Finally, to further integrate the biological reality of protein coding sequences, Goldman and Yang (1994) developed a codon-based model to specifically account for codon usage bias. This model, and a similar model proposed by Muse and Gaut (1994), allowed for formal tests of natural selection at the nucleotide level within a ML framework by distinguishing between synonymous (silent) and nonsynonymous (replacement) substitutions. At the same time, taking into account nucleotide position within a codon allows for more biological realism by acknowledging the lack of independence of sites within a codon triplet, the difference in rates of substitution across the three sites within a codon due to the degeneracy of the genetic code, and the generally higher frequency of silent substitutions relative to replacements.

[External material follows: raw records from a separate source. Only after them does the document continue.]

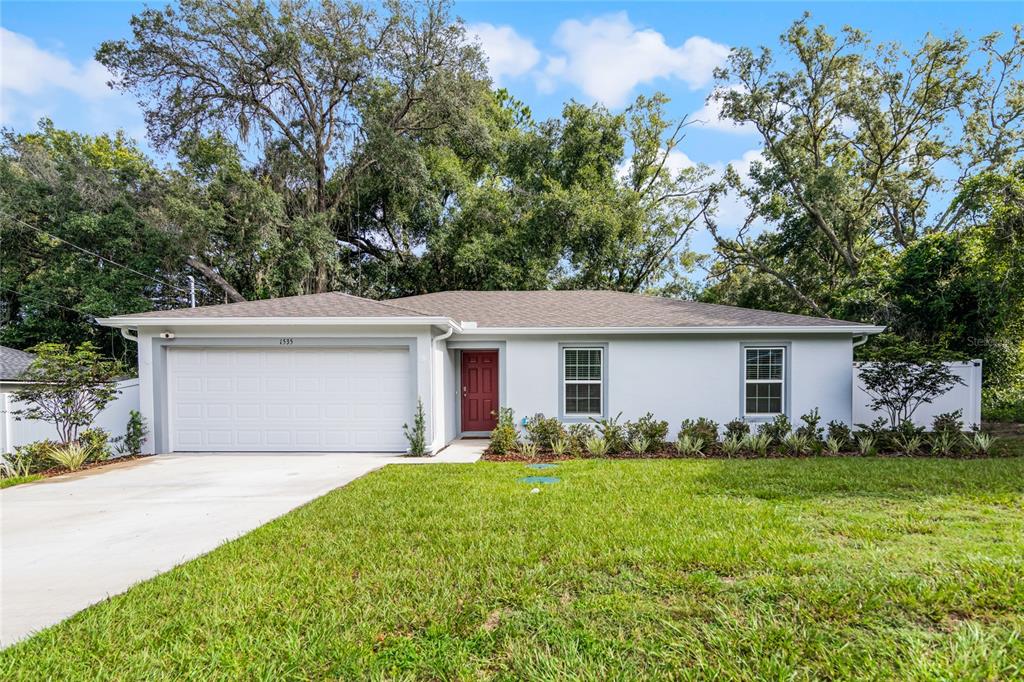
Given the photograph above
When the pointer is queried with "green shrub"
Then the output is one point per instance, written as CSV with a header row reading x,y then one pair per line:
x,y
840,432
34,457
655,431
578,434
95,440
738,428
948,422
639,444
689,445
612,432
597,445
71,456
543,431
776,429
131,441
702,428
505,437
417,434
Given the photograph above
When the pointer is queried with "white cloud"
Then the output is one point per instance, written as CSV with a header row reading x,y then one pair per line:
x,y
608,56
508,52
29,70
709,117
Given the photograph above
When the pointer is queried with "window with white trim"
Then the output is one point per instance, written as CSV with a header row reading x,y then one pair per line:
x,y
583,374
764,382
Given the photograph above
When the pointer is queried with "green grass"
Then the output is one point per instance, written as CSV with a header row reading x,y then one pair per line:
x,y
17,480
881,568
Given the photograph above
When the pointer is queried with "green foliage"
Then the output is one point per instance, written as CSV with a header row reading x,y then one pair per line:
x,y
899,387
71,456
134,435
69,387
652,430
737,427
96,441
417,434
505,437
776,430
702,428
544,431
612,432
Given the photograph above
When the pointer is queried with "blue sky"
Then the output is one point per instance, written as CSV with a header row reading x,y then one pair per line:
x,y
545,53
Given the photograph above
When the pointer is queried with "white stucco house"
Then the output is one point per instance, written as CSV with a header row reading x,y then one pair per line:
x,y
336,373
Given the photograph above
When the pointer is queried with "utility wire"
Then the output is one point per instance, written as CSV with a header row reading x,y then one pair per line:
x,y
92,253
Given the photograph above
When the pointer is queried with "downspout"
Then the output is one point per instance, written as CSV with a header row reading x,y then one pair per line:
x,y
433,386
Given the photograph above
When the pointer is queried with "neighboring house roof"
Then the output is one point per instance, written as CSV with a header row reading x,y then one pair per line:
x,y
13,363
499,309
596,308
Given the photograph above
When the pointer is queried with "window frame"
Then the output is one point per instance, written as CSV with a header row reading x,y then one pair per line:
x,y
783,381
562,382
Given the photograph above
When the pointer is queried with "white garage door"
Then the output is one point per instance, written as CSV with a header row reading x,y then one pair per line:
x,y
299,399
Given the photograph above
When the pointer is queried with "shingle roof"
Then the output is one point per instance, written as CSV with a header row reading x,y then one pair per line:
x,y
13,363
511,309
596,308
331,304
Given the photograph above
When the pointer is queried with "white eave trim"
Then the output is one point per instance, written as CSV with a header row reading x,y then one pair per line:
x,y
564,331
128,321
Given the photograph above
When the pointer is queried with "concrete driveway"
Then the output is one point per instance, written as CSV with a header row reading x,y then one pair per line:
x,y
72,541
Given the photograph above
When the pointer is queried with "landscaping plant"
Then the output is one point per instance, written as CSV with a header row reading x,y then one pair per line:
x,y
417,435
505,437
612,432
68,388
597,445
689,445
71,456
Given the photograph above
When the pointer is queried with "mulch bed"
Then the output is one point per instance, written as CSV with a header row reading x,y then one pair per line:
x,y
59,471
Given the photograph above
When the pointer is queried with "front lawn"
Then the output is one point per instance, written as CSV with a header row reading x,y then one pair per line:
x,y
783,568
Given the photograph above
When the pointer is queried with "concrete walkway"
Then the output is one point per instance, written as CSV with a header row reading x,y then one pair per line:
x,y
69,542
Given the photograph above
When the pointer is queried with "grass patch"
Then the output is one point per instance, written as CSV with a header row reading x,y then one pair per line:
x,y
17,480
737,569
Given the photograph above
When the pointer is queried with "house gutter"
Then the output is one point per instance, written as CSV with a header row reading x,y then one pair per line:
x,y
434,340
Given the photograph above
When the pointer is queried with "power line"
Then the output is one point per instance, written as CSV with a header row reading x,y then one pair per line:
x,y
48,302
92,253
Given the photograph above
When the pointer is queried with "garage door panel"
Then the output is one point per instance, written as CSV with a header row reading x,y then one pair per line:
x,y
289,399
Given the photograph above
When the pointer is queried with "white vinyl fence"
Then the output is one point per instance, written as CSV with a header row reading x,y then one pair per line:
x,y
113,419
965,396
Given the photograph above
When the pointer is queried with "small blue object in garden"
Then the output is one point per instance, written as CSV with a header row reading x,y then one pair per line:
x,y
540,479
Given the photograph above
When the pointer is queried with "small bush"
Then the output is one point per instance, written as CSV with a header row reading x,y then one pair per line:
x,y
655,431
737,427
417,434
776,429
543,431
948,422
612,432
704,428
34,457
597,445
732,445
688,445
96,441
578,434
131,441
505,437
840,432
71,456
639,444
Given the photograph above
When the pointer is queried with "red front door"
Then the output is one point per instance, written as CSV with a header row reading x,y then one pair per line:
x,y
479,390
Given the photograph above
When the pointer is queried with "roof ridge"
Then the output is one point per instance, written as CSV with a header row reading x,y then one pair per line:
x,y
387,303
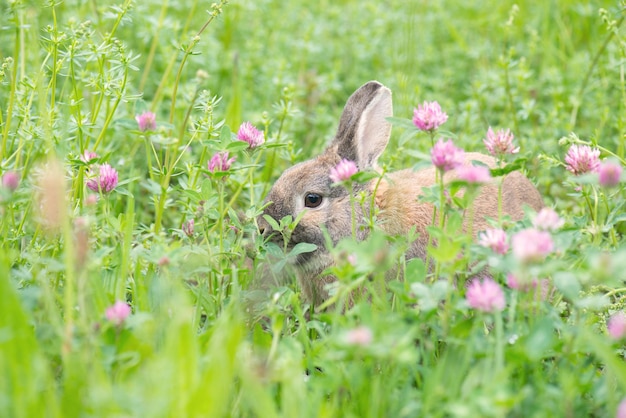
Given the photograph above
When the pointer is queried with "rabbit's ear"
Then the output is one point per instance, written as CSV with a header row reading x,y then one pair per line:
x,y
363,131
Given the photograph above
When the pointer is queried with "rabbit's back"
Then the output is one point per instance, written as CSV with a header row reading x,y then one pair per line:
x,y
401,209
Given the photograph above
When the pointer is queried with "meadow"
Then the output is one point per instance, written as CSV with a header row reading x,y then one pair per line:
x,y
134,281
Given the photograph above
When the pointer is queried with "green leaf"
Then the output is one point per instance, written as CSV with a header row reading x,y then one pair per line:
x,y
510,167
540,340
415,270
364,176
605,353
272,222
401,122
568,285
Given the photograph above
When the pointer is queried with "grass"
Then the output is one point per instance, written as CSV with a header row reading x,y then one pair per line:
x,y
212,333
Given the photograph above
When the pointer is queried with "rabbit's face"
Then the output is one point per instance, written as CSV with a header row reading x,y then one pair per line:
x,y
307,187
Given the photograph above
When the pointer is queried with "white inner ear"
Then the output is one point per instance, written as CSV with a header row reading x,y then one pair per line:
x,y
373,131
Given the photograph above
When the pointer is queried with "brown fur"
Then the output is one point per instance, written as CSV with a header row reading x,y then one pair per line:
x,y
362,136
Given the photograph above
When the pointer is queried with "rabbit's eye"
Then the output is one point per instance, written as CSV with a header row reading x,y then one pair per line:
x,y
312,200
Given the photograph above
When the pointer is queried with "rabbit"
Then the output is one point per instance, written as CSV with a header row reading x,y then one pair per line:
x,y
362,136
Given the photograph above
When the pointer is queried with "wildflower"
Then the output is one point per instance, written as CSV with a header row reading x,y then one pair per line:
x,y
495,239
445,156
10,180
473,174
106,180
118,312
582,159
428,116
609,174
146,121
91,200
500,143
87,156
617,326
343,171
485,296
220,162
361,335
188,227
250,134
530,245
547,220
621,409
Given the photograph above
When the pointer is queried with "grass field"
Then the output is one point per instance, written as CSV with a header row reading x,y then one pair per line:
x,y
133,279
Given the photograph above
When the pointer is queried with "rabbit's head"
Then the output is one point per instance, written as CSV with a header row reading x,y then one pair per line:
x,y
362,136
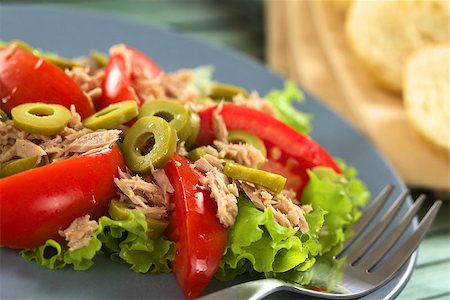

In addition to site non-independence due to their occurrence within a codon, structural constraints may inflict non-independence among sites within the same neighborhood in a DNA sequence. Muse (1995), and Schoniger and von Haeseler (1994) published the first substitution models with structural constraints, a line of work extended by many others (e.g., Thorne et al. 1996; Moshe and Pupko 2019; Glaser et al. 2003; Robinson et al. 2003; Arenas et al. 2013). Also, Jensen and Pedersen developed a dependent-rates model within a maximum-likelihood framework to accommodate sequences with overlapping reading frames (Pedersen and Jensen 2001) and context dependent rates of evolution (Jensen and Pedersen 2000). Bases themselves can be heterogeneous across a DNA sequence and models have been developed to account for this base compositional heterogeneity (Churchill 1989; Galtier and Gouy 1995, 1998). Similarly, the substitution rates of bases themselves can vary and this variation can also be incorporated into an overall model of evolution (Yang 1993, 1994a; Gu et al. 1995; Felsenstein and Churchill 1996).

### Hypothesis Testing

One of the great advantages of ML (for example, over parsimony or distance-based approaches) is that it allows for the easy formulation and testing of phylogenetic hypotheses through the use of likelihood ratio tests (LRTs) (Huelsenbeck and Crandall 1997). Such tests have been developed for a variety of aspects surrounding molecular evolution, including tree topology tests, tests of phylogenetic signal, tests of alternative models of evolution, tests for divergence rate heterogeneity, and tests of natural selection. We address each of these categories in turn, noting that all stem from the initial formulation of the ML estimate of phylogeny (Felsenstein 1981) where Felsenstein includes a specific section on ‘Hypothesis Testing’ detailing thoughts on testing the constancy of the rate of substitution and alternative tree topologies.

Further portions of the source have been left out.